Indeterminate AROs — Outside of the recorded asbestos AROs, other plants or buildings may contain asbestos due to the age of many of SPS’ facilities, but no confirmation or measurement of the cost of removal could be determined as of Dec. 31, 2025. Therefore, an ARO has not been recorded for these facilities.
Leases
ROU assets represent SPS's rights to use leased assets. The present value of future operating lease payments is recognized in other current operating lease liabilities and noncurrent operating lease liabilities. These amounts, adjusted for any prepayments or incentives, are recognized as ROU assets.
Leases with an initial term of 12 months or less are classified as short-term leases and are not recognized on the balance sheet.
Operating lease ROU assets:
(Millions of Dollars)Dec. 31, 2025Dec. 31, 2024
PPAs$500 $500 
Other44 44 
Gross operating lease ROU assets544 544 
Accumulated amortization(207)(173)
Net operating lease ROU assets$337 $371 
Commitments under operating leases as of Dec. 31, 2025:
(Millions of Dollars)
PPA (a) (b)
Operating
Leases
Other Operating
Leases
Total
Operating
Leases
2026$46 $$49 
202746 49 
202846 50 
202946 50 
203046 50 
Thereafter128 25 153 
Total minimum obligation358 43 401 
Interest component of obligation(55)(9)(64)

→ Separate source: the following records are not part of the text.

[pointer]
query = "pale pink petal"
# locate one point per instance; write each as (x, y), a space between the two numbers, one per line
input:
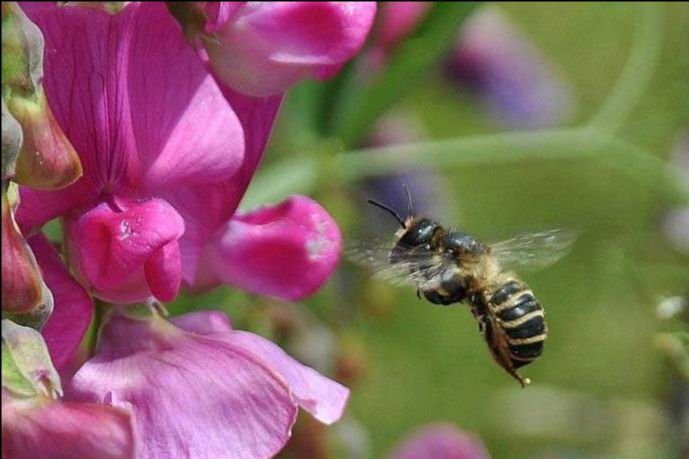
(73, 308)
(115, 248)
(191, 396)
(206, 208)
(203, 322)
(288, 250)
(323, 398)
(67, 431)
(441, 441)
(266, 47)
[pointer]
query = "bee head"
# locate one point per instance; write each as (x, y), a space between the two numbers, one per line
(417, 232)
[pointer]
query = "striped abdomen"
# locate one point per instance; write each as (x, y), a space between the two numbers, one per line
(521, 319)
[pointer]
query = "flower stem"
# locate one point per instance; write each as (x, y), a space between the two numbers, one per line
(638, 71)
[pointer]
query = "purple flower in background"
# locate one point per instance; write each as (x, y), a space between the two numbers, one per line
(440, 441)
(199, 389)
(167, 153)
(676, 224)
(424, 186)
(508, 75)
(263, 48)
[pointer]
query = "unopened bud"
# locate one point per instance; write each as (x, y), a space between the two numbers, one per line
(25, 297)
(27, 370)
(47, 159)
(11, 141)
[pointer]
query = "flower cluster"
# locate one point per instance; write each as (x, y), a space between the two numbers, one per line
(140, 130)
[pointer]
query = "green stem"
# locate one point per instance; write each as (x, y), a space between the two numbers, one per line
(509, 148)
(638, 71)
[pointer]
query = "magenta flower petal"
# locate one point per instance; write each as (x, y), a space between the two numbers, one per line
(186, 131)
(257, 115)
(320, 396)
(192, 396)
(441, 441)
(127, 250)
(266, 47)
(137, 103)
(288, 250)
(73, 308)
(67, 431)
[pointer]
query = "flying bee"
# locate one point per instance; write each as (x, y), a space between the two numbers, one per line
(449, 266)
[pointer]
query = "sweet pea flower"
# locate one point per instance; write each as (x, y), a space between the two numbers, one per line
(145, 117)
(199, 389)
(509, 76)
(440, 441)
(263, 48)
(72, 312)
(167, 152)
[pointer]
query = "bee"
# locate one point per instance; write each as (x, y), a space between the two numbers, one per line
(449, 266)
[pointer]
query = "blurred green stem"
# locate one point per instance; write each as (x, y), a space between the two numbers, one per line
(638, 71)
(516, 147)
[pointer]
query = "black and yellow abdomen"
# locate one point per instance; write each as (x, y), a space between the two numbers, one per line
(520, 316)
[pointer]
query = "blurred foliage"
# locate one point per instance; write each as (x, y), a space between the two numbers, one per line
(604, 387)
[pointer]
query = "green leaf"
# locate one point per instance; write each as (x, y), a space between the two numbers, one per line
(11, 142)
(362, 102)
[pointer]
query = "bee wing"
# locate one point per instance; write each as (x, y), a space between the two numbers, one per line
(420, 268)
(534, 250)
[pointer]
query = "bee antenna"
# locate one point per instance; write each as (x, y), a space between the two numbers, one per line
(410, 206)
(388, 209)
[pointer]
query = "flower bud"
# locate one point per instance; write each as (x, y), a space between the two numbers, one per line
(22, 51)
(27, 371)
(25, 297)
(47, 159)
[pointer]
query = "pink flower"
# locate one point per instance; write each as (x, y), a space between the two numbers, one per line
(167, 153)
(35, 423)
(199, 389)
(24, 294)
(72, 311)
(145, 117)
(440, 441)
(66, 431)
(285, 250)
(508, 74)
(396, 21)
(263, 48)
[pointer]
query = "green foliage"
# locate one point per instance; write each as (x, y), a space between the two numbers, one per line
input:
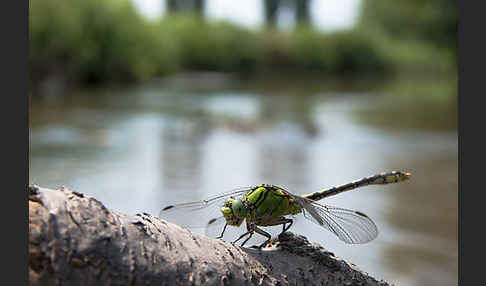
(211, 45)
(92, 41)
(340, 53)
(433, 21)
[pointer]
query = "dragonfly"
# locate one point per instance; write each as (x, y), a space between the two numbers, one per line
(270, 205)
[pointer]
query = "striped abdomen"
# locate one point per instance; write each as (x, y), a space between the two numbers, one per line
(382, 178)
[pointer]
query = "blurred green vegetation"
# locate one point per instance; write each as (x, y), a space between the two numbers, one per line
(93, 42)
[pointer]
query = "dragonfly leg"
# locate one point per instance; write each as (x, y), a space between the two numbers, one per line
(224, 228)
(285, 228)
(250, 232)
(264, 233)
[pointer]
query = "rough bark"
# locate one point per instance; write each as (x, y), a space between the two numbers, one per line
(75, 240)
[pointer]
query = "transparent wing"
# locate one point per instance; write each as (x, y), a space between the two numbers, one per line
(201, 214)
(350, 226)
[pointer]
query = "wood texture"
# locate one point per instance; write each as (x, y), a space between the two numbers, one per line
(75, 240)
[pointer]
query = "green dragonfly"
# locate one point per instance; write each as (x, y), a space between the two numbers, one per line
(268, 205)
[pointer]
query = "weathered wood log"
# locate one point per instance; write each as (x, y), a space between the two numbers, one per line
(75, 240)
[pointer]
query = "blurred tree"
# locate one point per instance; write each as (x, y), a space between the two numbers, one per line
(196, 6)
(433, 21)
(302, 12)
(300, 7)
(271, 10)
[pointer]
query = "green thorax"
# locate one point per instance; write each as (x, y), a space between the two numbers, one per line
(269, 201)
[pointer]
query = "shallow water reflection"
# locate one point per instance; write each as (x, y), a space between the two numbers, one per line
(140, 149)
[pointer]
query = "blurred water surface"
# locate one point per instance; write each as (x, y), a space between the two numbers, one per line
(139, 149)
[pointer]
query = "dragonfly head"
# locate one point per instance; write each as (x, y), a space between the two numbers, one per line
(233, 211)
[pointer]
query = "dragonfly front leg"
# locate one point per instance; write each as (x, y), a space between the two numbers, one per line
(250, 228)
(264, 233)
(285, 228)
(224, 228)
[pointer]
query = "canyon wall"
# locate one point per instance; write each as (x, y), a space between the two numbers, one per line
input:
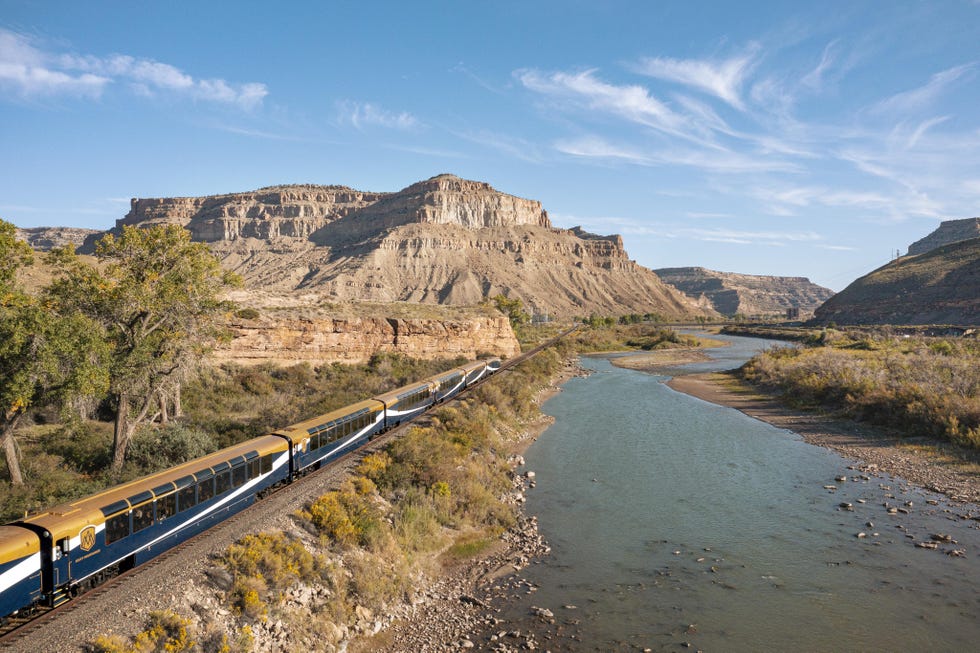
(319, 340)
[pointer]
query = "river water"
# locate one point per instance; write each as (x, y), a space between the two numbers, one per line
(676, 524)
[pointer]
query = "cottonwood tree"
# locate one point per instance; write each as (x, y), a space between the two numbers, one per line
(158, 296)
(44, 356)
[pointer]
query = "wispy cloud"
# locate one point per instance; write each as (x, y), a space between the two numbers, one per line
(24, 70)
(699, 215)
(723, 79)
(598, 148)
(362, 115)
(739, 237)
(631, 102)
(518, 148)
(838, 248)
(31, 72)
(924, 96)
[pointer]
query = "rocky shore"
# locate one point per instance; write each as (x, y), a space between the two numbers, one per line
(457, 611)
(922, 462)
(656, 361)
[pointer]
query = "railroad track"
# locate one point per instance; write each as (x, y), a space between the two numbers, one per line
(19, 630)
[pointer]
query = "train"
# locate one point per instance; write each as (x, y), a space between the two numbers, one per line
(51, 556)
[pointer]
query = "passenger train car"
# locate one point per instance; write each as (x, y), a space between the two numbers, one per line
(51, 556)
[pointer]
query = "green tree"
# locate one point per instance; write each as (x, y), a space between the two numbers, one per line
(44, 356)
(158, 296)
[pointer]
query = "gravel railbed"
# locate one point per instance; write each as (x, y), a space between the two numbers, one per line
(158, 586)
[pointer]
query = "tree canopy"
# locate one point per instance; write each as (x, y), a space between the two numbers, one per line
(157, 295)
(44, 355)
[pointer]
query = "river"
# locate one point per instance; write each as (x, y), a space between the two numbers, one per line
(676, 524)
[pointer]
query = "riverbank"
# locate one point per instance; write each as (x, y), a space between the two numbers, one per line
(456, 609)
(921, 461)
(656, 361)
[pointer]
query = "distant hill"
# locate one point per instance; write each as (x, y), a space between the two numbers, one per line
(949, 231)
(445, 240)
(940, 286)
(745, 294)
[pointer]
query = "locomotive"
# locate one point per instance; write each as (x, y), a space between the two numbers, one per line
(51, 556)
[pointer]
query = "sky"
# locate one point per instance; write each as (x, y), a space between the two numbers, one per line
(789, 138)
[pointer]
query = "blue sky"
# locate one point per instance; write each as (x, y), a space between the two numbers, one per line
(788, 138)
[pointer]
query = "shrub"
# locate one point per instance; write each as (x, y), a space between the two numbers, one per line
(167, 632)
(275, 558)
(161, 447)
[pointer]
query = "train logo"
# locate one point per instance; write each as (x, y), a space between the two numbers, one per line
(87, 537)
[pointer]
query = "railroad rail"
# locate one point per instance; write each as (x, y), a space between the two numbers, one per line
(19, 627)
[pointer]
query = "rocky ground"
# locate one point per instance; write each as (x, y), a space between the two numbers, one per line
(923, 462)
(457, 611)
(656, 361)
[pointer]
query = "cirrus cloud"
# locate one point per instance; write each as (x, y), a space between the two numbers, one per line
(32, 72)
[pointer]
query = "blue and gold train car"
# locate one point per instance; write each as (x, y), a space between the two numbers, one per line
(86, 541)
(20, 569)
(327, 437)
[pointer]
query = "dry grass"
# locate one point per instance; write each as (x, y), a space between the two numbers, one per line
(915, 386)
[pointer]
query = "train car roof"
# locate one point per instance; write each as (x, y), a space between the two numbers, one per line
(397, 392)
(340, 413)
(77, 514)
(17, 543)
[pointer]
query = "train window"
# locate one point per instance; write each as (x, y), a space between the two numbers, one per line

Present value of minimum obligation303 34 337 
Less current portion(36)
Noncurrent operating lease liabilities$301 
Weighted-average remaining lease term in years8.1
(a)Amounts do not include PPAs accounted for as executory contracts and/or contingent payments, such as energy payments on renewable PPAs.
(b)PPA operating leases contractually expire at various dates through 2033.
VIEs
PPAs Under certain PPAs, SPS purchases power from IPPs for which SPS is required to reimburse fuel costs, or to participate in tolling arrangements under which SPS procures the natural gas required to produce the energy that it purchases. SPS has determined that certain IPPs are VIEs. SPS is not subject to risk of loss from the operations of these entities, and no significant financial support is required other than contractual payments for energy and capacity.
In addition, certain solar PPAs provide an option to purchase emission allowances or sharing provisions related to production credits generated by the solar facility under contract. These specific PPAs create a variable interest in the IPP.
SPS evaluated each of these VIEs for possible consolidation, including review of qualitative factors such as the length and terms of the contract, control over O&M, control over dispatch of electricity, historical and estimated future fuel and electricity prices, and financing activities. SPS concluded that these entities are not required to be consolidated in its financial statements because it does not have the power to direct the activities that most significantly impact the entities’ economic performance.
SPS had 1,197 MW of capacity under long-term PPAs at both Dec. 31, 2025 and 2024 with entities that have been determined to be VIEs. These agreements have expiration dates through 2048.
Fuel Contracts — SPS purchases all of its coal requirements for its Tolk plant from TUCO Inc. under contracts that will expire in December 2027. TUCO arranges for the purchase, receiving, transporting, unloading, handling, crushing, weighing and delivery of coal to meet SPS’ requirements. TUCO is responsible for negotiating and administering contracts with coal suppliers, transporters and handlers.
SPS has not provided any significant financial support to TUCO, other than contractual payments for delivered coal. However, the fuel contracts create a variable interest in TUCO due to SPS’ reimbursement of fuel procurement costs.
SPS has determined that TUCO is a VIE, however it has concluded that SPS is not the primary beneficiary because it does not have the power to direct the activities that most significantly impact TUCO’s economic performance.